The story behind an intaglio series titled, Symbiogenesis, captivates too. A description was excerpted from her website: “symbiogenesis proposes that evolution of new and more complex organisms occurred through symbiotic mergers. The driving force towards complexity is not created by competition but mainly emerges from collective cooperation.” Thirteen tiled images of bacteria and cell organelles “cooperate” to form one larger image. One tile, Planctomyces, was reproduced on the front cover of a special issue of the Antonie van Leeuwenhoek Journal of Microbiology (October 2013) — a collection of scientific papers from the European Molecular Biology Organization (EMBO) conference that included Eveline’s invited paper, Observation and visualization: reflections on the relationship between science, visual arts, and the evolution of the scientific image.

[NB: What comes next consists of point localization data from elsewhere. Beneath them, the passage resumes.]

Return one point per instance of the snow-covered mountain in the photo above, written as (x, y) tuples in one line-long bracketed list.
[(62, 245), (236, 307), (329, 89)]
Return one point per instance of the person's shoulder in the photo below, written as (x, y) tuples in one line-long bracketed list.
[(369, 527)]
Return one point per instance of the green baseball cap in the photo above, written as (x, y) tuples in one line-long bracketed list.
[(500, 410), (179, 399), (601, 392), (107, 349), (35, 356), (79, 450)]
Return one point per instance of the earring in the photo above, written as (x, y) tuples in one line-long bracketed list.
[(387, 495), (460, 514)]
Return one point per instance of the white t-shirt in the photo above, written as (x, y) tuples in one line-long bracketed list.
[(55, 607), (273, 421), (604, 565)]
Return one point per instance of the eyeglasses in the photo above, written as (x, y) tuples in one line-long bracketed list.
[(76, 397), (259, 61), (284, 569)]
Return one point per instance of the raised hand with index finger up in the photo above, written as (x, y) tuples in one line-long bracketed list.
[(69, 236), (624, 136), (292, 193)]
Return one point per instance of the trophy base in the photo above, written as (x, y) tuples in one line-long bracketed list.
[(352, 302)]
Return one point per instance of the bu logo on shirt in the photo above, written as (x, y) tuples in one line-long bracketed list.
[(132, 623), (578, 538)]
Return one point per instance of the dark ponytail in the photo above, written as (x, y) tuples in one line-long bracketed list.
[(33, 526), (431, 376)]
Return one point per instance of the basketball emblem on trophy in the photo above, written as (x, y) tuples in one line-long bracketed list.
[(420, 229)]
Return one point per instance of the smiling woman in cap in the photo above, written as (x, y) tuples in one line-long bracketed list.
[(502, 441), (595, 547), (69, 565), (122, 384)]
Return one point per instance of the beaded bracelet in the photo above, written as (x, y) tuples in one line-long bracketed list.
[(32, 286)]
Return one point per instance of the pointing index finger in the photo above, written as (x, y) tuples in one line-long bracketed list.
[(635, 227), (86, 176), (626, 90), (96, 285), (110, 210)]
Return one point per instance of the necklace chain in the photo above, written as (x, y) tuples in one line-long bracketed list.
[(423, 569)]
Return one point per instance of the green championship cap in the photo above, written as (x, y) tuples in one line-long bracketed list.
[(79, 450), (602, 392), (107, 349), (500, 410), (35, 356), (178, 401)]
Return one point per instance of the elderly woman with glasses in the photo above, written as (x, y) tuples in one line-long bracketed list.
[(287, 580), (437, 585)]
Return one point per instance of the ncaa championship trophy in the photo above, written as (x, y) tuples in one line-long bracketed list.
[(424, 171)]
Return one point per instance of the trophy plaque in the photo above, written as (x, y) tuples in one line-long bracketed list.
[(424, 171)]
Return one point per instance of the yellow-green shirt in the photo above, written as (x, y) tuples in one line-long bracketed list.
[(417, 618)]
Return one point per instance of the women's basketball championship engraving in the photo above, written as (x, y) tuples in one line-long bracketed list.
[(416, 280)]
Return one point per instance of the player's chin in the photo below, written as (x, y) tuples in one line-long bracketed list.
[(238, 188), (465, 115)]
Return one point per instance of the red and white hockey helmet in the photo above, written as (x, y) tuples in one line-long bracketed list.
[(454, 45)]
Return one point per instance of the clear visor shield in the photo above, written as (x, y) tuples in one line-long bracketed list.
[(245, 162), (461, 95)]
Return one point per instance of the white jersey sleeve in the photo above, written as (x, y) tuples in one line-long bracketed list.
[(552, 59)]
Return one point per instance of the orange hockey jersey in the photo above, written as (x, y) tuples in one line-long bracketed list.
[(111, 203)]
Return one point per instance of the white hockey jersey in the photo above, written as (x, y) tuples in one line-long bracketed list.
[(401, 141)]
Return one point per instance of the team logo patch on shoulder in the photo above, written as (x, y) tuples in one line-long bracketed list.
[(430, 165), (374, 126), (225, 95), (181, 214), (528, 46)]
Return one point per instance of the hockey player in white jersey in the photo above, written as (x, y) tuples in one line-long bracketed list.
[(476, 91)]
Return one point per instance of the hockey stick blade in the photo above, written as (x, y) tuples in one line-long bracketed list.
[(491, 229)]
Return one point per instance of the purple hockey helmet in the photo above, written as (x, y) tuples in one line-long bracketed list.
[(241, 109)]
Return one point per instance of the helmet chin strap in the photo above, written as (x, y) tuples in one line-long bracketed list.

In truth, Eveline showed me so many beautiful artworks and recounted so many fascinating stories in our brief time together, that I’ve had some difficulty choosing which ones to mention in this article. And so, I would encourage readers to visit her excellent website (evelinekolijn.com) to view her portfolio of artworks. She’s accomplished so much in just eight (8) years since graduating; her curriculum vita (available on her website) lists many solo and group exhibitions, public lectures, reviews, publications and more.
Eveline strongly believes that the arts enrich society and that active artists help shape cultural and economic prosperity by contributing to the community. When considering the question, “why do you think that creativity matters in the big picture?” Eveline articulates this thoughtful answer: “creativity matters enormously, especially in current times because we need to shift paradigms about how we interact with our environment, and about our openness to different viewpoints. Creativity can help solve the world’s problems, it’s at the core of innovation.” Learning is important to Eveline, and so is sharing what she’s learnt. She is an artist-mentor and founding board member of THIS IS MY CITY Arts Society and was appointed to the Calgary Public Art Board in 2014. Eveline also enjoys contract teaching and is an instructor with ACAD’s School of Continuing Education and an artist educator with the Royal Music Conservatory’s Learning Through the Arts program. Being well rounded, appreciated for the connections she’s made between art and science, and for her involvement in the community is what she’d most like to be recognized for.
There is urgency to Eveline’s curiosity, accompanied by tremendous joy and enthusiasm in all that she does. A quote by Rilke seems especially apt, “Live your questions now, and perhaps even without knowing it, you will live along some distant day into your answers.” It seems to me that Eveline is living her questions now and has already found many answers that amaze. It was my privilege and honour to have spent a couple of hours chatting with this extraordinarily bright and talented artist. Her reply to the last interview question, “where does art fit into your future?” did not surprise: “My future is art.”